National Eagle Center naturalist and volunteer coordinator Katie Rymer welcomed the group with an excited and crowd-driven presentation that featured 7-year-old bald eagle Was’aka.
Rymer explained that Was’aka was one of five eagles that call the National Eagle Center home because of permanent injuries that prevent him and the others from surviving in the wild.
Despite the blindness in his left eye, Was’aka impressed the crowd at CCC with his massive wingspan and strong beak as he chomped down on feeder mice during the program.
Kids and adults also had an opportunity to test their wingspan and strength at the interactive event, as well as speak with local environmental officials with the US Army Corps of Engineers, US Fish and Wildlife Services and Iowa Department of Natural Resources.
US Army Corps of Engineers Park Ranger Ben DeRoo helped organize Saturday’s event, and said although the weather conditions were not favorable for people in attendance, it made for good eagle watching.

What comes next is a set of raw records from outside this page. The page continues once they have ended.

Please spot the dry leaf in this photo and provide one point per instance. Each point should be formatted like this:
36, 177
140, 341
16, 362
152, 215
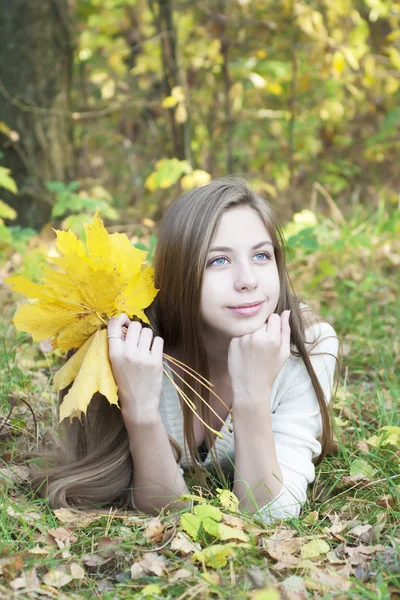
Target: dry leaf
293, 588
154, 531
386, 501
57, 578
281, 550
76, 517
184, 545
28, 581
179, 574
9, 567
314, 549
109, 547
64, 537
150, 563
76, 571
96, 283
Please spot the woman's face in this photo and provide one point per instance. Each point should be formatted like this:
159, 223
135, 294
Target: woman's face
240, 270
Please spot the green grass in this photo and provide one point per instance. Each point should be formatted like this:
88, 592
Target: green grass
353, 279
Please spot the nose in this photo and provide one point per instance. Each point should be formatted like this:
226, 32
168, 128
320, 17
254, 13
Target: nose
245, 277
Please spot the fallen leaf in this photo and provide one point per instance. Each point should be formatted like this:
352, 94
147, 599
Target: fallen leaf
64, 537
324, 580
183, 544
314, 549
293, 588
211, 577
281, 550
109, 547
217, 555
359, 530
76, 517
151, 590
150, 563
94, 560
228, 500
28, 581
154, 531
57, 578
179, 574
14, 474
10, 566
360, 467
76, 571
40, 551
386, 501
266, 594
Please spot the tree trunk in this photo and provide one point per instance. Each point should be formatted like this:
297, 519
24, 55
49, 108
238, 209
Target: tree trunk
35, 81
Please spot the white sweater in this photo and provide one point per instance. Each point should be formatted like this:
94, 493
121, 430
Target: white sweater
296, 423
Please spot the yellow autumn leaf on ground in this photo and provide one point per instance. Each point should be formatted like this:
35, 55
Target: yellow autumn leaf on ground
72, 305
95, 375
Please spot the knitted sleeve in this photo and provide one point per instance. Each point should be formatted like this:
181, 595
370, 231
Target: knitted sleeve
297, 424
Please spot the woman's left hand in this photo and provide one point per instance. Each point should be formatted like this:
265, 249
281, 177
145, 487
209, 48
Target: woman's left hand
255, 359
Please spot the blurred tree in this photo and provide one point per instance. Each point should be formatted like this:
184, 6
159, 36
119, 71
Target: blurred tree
35, 81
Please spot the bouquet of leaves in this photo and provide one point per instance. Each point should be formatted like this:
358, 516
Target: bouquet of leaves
73, 304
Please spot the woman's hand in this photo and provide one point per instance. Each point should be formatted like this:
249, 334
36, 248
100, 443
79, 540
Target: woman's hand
136, 363
255, 359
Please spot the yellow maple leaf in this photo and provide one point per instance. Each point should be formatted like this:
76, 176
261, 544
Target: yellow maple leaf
72, 306
94, 375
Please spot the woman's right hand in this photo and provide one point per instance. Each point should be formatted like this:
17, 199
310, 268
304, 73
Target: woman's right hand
136, 363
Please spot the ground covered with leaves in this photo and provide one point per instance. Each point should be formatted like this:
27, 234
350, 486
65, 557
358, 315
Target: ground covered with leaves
346, 543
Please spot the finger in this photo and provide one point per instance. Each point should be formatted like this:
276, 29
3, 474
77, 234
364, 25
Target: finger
285, 333
157, 348
115, 324
274, 327
115, 335
133, 335
146, 337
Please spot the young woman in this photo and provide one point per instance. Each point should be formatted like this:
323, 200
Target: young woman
224, 308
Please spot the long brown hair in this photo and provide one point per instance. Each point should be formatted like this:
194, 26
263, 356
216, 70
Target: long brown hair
99, 445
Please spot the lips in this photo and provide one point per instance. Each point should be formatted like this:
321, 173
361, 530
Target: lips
246, 310
247, 305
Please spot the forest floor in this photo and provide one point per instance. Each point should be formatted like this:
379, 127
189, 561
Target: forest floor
346, 543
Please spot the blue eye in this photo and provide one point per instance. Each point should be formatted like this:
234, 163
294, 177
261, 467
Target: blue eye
265, 255
214, 261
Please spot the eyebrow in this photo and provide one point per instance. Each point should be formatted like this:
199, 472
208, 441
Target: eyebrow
226, 249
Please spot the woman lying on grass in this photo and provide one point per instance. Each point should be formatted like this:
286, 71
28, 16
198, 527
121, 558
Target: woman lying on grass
224, 308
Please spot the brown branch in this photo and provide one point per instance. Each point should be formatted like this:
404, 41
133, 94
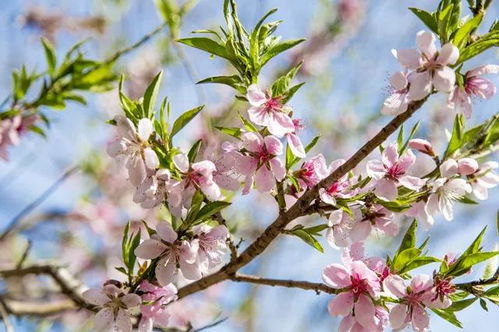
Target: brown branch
301, 205
317, 287
68, 284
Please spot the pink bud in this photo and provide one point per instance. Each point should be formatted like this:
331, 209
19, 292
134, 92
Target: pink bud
422, 145
467, 166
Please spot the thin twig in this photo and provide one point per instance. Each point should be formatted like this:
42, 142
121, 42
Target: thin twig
39, 200
317, 287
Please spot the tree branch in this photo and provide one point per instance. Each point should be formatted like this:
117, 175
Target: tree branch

“The last few years the weather has been pretty nice for the eagle watch,” DeRoo said. “But, it’s sort of a catch 22; we like it to be nice for the people, but the cold weather helps with the eagle population.”
In the days leading up to the watch, nearly 1,100 bald eagles were recorded at Lock and Dam 13 and though many had left by Saturday, there were approximately 300 left still to view.
Although the snow made it difficulty to see the remaining eagles on hand, Rymer and DeRoo said if the event took place any other time of year, it would be nearly impossible to see any of them.
“Winter eagle viewing is amazing ,” Rymer said. “In the spring, when there’s leaves on the trees it becomes difficult to see them so this is really the ideal time to have a chance to see a bald eagle.”